A Labour MP has urged people to send flowers to the family of jailed Nazanin Zaghari-Ratcliffe for Valentine's Day.

Barry Sheerman, who represents Huddersfield, tweeted: "On Valentines Day, I am going to be sending flowers at the Iranian Embassy at 16 Prince's Gate, London, SW7 1PT to show our love for Nazanin Zaghari-Ratcliffe and appeal for her immediate release. If anyone wishes to do the same, get in touch. #NazaninValentine #FreeNazanin."

The 40-year-old charity worker, who has family in Oxfordshire, was arrested at Tehran’s Imam Khomeini airport while travelling with her young daughter in April 2016 and sentenced to five years in jail after being accused of spying, a charge she strongly denies.

 

It comes after her husband Richard Ratcliffe spent almost three weeks in November on a hunger strike camped on the pavement outside the Foreign, Commonwealth & Development Office in central London, saying his family was “caught in a dispute between two states”.
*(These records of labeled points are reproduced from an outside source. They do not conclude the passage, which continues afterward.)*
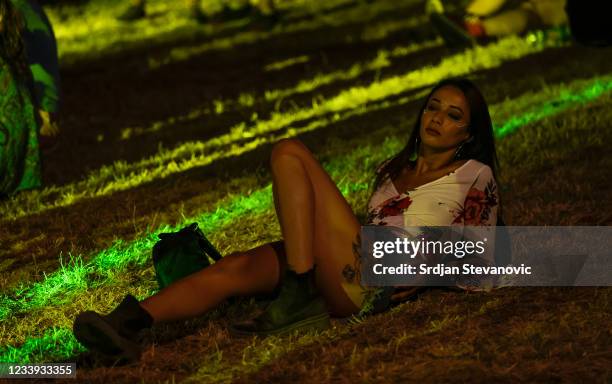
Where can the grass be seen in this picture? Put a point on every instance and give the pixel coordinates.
(110, 274)
(244, 137)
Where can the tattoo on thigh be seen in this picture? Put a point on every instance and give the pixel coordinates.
(352, 273)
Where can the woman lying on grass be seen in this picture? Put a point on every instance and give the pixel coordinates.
(444, 176)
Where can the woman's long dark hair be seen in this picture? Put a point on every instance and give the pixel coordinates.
(11, 41)
(481, 147)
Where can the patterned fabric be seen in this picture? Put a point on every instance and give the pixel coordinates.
(19, 153)
(465, 197)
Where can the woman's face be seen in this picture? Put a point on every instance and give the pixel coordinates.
(445, 120)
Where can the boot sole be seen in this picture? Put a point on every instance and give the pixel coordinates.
(92, 331)
(319, 322)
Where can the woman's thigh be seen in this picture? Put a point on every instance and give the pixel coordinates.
(336, 230)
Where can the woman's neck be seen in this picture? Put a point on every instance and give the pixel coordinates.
(430, 161)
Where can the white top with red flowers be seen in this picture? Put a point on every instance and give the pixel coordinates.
(465, 197)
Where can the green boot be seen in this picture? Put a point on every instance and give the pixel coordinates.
(297, 307)
(116, 334)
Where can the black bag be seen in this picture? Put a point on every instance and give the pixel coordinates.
(179, 254)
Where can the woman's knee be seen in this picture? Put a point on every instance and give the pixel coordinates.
(234, 264)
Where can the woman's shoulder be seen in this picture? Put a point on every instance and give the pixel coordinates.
(476, 169)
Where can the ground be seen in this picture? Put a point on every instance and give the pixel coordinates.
(165, 122)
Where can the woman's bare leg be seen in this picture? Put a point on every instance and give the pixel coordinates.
(317, 223)
(240, 274)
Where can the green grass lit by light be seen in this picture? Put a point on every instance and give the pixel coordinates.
(566, 99)
(382, 60)
(359, 14)
(244, 137)
(351, 171)
(56, 344)
(278, 65)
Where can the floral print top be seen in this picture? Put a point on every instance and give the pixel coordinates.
(466, 197)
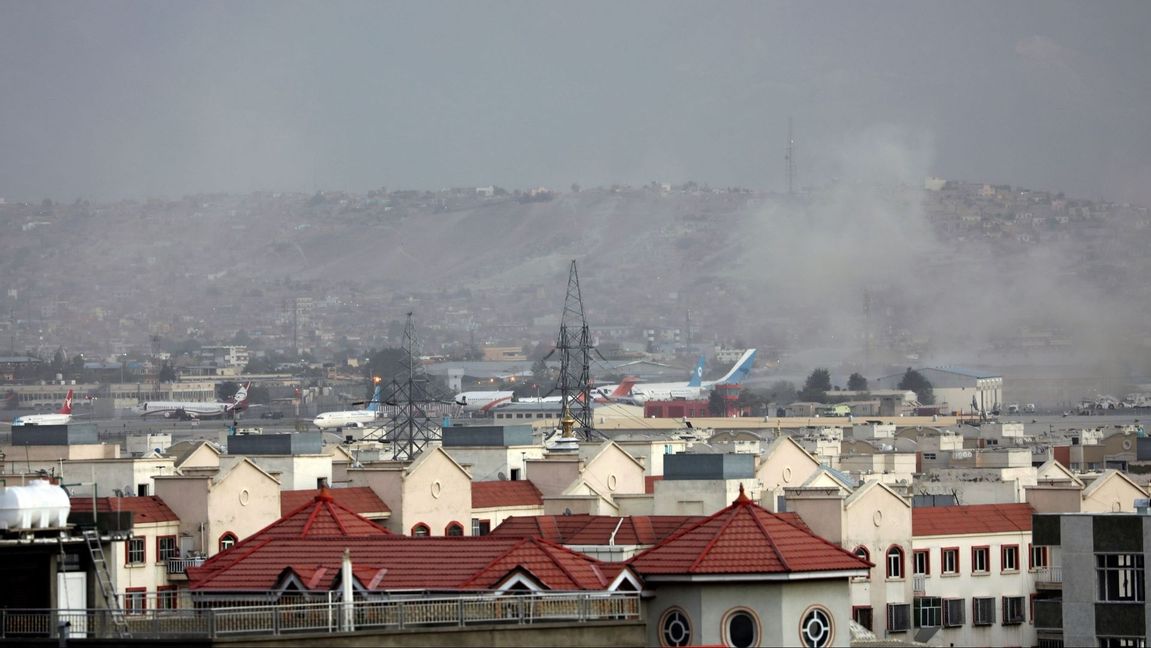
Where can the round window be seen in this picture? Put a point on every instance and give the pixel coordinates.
(815, 629)
(741, 630)
(676, 630)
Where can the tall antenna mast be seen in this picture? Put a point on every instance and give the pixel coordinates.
(791, 160)
(574, 347)
(410, 429)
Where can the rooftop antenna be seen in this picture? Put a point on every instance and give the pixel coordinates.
(411, 428)
(574, 347)
(791, 160)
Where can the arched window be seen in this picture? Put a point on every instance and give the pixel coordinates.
(815, 629)
(741, 629)
(227, 540)
(896, 562)
(675, 627)
(863, 554)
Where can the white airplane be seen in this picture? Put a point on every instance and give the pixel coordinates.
(352, 418)
(602, 394)
(695, 388)
(195, 410)
(482, 401)
(63, 417)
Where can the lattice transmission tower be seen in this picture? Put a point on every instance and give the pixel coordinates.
(574, 347)
(410, 429)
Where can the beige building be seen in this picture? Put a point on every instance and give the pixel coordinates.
(784, 464)
(219, 508)
(428, 496)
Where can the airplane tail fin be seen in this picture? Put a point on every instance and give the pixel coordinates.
(373, 405)
(696, 379)
(624, 388)
(740, 370)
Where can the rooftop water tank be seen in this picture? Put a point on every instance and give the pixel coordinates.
(40, 504)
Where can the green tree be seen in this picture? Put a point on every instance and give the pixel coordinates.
(816, 387)
(914, 381)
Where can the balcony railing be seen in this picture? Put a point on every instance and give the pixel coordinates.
(180, 565)
(1050, 574)
(329, 616)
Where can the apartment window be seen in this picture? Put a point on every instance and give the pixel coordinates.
(1014, 610)
(228, 540)
(166, 547)
(921, 562)
(981, 559)
(862, 616)
(983, 611)
(742, 629)
(135, 600)
(953, 612)
(1008, 558)
(950, 559)
(135, 550)
(815, 629)
(1120, 577)
(481, 527)
(1038, 557)
(928, 611)
(675, 629)
(896, 562)
(899, 617)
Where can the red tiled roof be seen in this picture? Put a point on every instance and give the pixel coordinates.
(144, 509)
(594, 530)
(397, 562)
(744, 539)
(360, 500)
(503, 493)
(972, 518)
(321, 517)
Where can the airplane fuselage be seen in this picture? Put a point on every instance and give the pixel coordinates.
(349, 418)
(42, 419)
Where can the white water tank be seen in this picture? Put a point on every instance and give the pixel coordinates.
(40, 504)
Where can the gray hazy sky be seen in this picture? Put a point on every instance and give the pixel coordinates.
(151, 98)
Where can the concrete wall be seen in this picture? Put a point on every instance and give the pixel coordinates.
(436, 493)
(615, 471)
(993, 584)
(777, 605)
(786, 464)
(625, 634)
(700, 497)
(296, 472)
(1076, 555)
(113, 474)
(486, 463)
(244, 501)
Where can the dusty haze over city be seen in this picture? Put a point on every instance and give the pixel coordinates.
(166, 104)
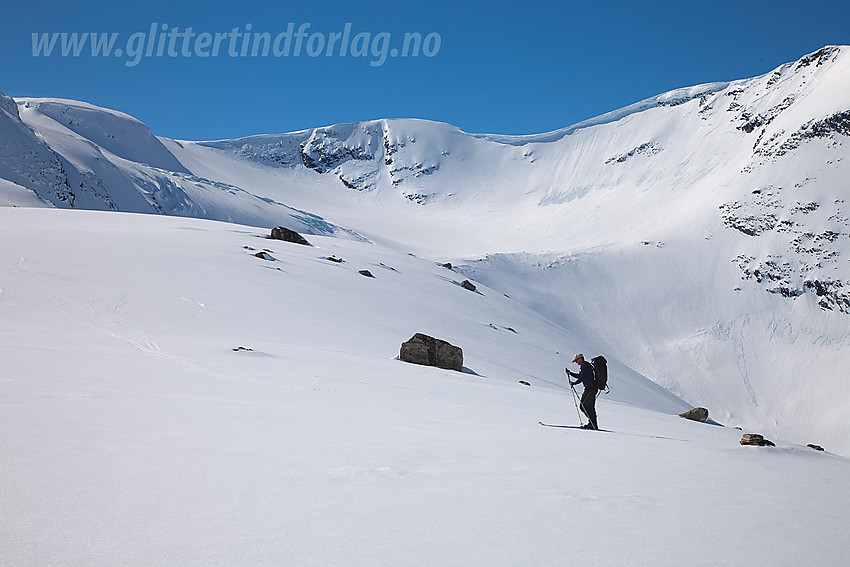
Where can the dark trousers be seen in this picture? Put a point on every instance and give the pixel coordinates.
(588, 405)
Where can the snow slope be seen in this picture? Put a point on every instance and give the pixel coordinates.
(136, 431)
(700, 236)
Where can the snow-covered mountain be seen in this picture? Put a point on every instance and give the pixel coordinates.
(700, 236)
(167, 396)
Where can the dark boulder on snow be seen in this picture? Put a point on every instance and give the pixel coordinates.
(283, 233)
(756, 439)
(428, 351)
(696, 414)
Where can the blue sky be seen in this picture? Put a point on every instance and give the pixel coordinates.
(516, 67)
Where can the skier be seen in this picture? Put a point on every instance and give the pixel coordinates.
(588, 398)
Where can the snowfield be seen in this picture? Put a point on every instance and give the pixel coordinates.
(169, 398)
(701, 236)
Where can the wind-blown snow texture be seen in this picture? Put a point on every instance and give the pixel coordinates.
(698, 238)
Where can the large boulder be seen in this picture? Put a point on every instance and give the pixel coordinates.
(756, 439)
(287, 235)
(422, 349)
(696, 414)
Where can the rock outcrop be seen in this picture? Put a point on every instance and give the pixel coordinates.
(428, 351)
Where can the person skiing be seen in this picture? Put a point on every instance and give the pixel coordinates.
(588, 398)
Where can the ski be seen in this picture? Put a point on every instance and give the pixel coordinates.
(610, 431)
(570, 427)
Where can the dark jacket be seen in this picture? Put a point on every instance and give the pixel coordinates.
(585, 375)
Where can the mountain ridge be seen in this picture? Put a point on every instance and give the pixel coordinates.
(738, 185)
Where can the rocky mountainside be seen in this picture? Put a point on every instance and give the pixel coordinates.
(702, 235)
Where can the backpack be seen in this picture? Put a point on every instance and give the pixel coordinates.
(600, 372)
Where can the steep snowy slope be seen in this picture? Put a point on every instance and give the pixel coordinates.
(171, 398)
(701, 235)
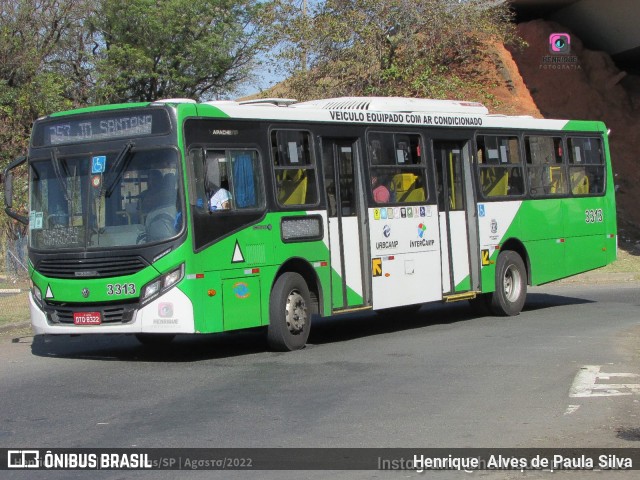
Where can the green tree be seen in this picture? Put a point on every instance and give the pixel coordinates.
(150, 49)
(425, 48)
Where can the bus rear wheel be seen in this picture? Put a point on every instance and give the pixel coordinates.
(289, 313)
(511, 285)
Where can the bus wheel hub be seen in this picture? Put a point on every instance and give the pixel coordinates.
(296, 312)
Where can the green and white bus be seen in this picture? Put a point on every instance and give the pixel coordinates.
(329, 206)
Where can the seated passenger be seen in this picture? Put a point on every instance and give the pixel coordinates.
(220, 199)
(381, 193)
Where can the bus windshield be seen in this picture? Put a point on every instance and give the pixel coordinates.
(119, 198)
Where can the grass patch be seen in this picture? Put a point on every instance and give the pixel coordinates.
(14, 303)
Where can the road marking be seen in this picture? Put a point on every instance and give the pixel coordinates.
(585, 384)
(571, 409)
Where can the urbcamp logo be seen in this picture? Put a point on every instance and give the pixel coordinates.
(241, 290)
(560, 43)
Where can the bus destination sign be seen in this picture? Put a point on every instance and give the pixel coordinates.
(96, 128)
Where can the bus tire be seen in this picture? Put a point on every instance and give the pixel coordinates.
(511, 285)
(289, 313)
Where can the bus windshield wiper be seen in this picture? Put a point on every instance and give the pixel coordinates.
(119, 166)
(59, 176)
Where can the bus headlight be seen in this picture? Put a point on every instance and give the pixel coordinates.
(160, 285)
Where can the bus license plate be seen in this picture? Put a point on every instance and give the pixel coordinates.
(87, 318)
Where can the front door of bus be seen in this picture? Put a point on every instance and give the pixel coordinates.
(339, 159)
(457, 217)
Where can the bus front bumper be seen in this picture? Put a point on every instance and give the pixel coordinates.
(169, 313)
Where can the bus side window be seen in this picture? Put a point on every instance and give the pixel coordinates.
(500, 169)
(586, 166)
(396, 165)
(295, 168)
(545, 167)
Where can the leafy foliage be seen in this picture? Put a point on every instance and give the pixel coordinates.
(61, 54)
(145, 50)
(421, 48)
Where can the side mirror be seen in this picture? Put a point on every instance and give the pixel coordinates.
(7, 177)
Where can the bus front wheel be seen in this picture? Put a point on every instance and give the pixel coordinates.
(289, 314)
(511, 285)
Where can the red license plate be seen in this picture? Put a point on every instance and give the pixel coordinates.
(87, 318)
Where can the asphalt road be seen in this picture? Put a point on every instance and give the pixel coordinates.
(439, 378)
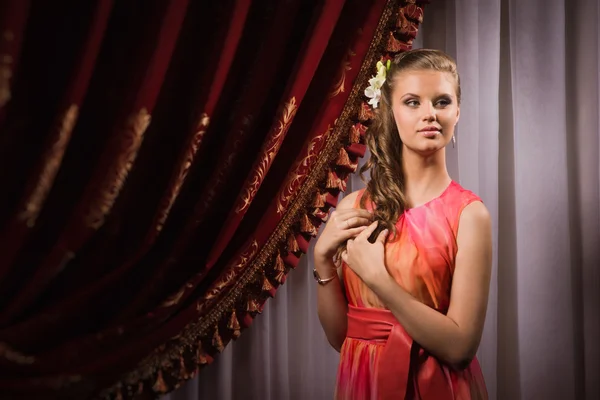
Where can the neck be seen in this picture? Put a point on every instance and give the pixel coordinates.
(425, 177)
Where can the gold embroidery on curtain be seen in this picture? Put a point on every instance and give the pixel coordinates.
(339, 86)
(183, 171)
(132, 138)
(288, 191)
(53, 159)
(248, 285)
(269, 150)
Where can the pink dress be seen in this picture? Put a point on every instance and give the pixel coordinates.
(378, 359)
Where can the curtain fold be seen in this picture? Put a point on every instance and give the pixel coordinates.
(528, 143)
(164, 165)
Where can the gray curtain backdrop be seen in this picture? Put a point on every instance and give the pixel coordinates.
(528, 143)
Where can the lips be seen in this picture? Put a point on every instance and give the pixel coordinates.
(430, 131)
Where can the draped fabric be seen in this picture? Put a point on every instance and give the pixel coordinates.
(163, 165)
(528, 143)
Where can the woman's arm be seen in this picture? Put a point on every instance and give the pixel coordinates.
(454, 337)
(332, 306)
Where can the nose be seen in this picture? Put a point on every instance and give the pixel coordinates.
(429, 112)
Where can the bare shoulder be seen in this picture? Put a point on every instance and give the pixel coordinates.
(476, 215)
(349, 200)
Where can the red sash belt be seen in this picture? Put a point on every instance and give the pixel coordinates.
(405, 370)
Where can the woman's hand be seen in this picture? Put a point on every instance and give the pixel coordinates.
(367, 259)
(343, 224)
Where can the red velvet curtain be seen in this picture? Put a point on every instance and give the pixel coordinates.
(163, 165)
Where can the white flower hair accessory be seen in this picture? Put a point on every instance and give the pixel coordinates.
(373, 91)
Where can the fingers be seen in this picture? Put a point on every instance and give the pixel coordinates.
(345, 256)
(367, 232)
(343, 215)
(353, 232)
(354, 222)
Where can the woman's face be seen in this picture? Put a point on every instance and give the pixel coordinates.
(426, 109)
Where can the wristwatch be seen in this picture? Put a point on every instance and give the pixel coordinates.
(319, 280)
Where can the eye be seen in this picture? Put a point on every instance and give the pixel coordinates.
(444, 102)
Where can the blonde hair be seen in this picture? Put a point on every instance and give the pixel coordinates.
(385, 189)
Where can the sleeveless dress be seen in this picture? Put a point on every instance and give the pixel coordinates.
(378, 359)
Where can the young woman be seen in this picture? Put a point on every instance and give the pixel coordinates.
(405, 300)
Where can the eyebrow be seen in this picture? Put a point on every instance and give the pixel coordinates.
(417, 96)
According to her family, Mrs Zaghari-Ratcliffe was told by Iranian authorities that she was being detained because of the UK’s failure to pay an outstanding £400 million debt to Iran.

The outstanding payment from Britain to Iran relates to an order for 1,500 Chieftain tanks through the government’s former arms-trading subsidiary International Military Services, which was cancelled by Britain after the 1979 Islamic Revolution.

Britain reached an agreement with Iran last summer to repay a £400 million debt to secure Mrs Zaghari-Ratcliffe's release, but the deal collapsed, MPs were told this week.

The government had previously refused to confirm that any agreement over historical debt had been reached and denied its link to Zagahri-Racliffe’s detention. 

In 2019 Mr Sheerman held a personal vigil outside the Iranian embassy to show his support for the jailed British-Iranian mother.

Mr Sheerman visited the embassy the day after Mr Ratcliffe had dismantled a makeshift camp after ending a protest, because he wanted to show solidarity to the cause.

The MP said he tried to speak to someone at the embassy but was told it was closed.
He said he knew standing outside the embassy alone was a “silly gesture”, but said it was a personal issue for him.

He said: “It’s just getting something moving here because all the talking in Parliament hasn’t changed anyone’s mind. Let’s get a few MPs here every day, everyone should come down. Not to rabble-rouse and chant and shout but quietly, to say there’s something really wrong here.”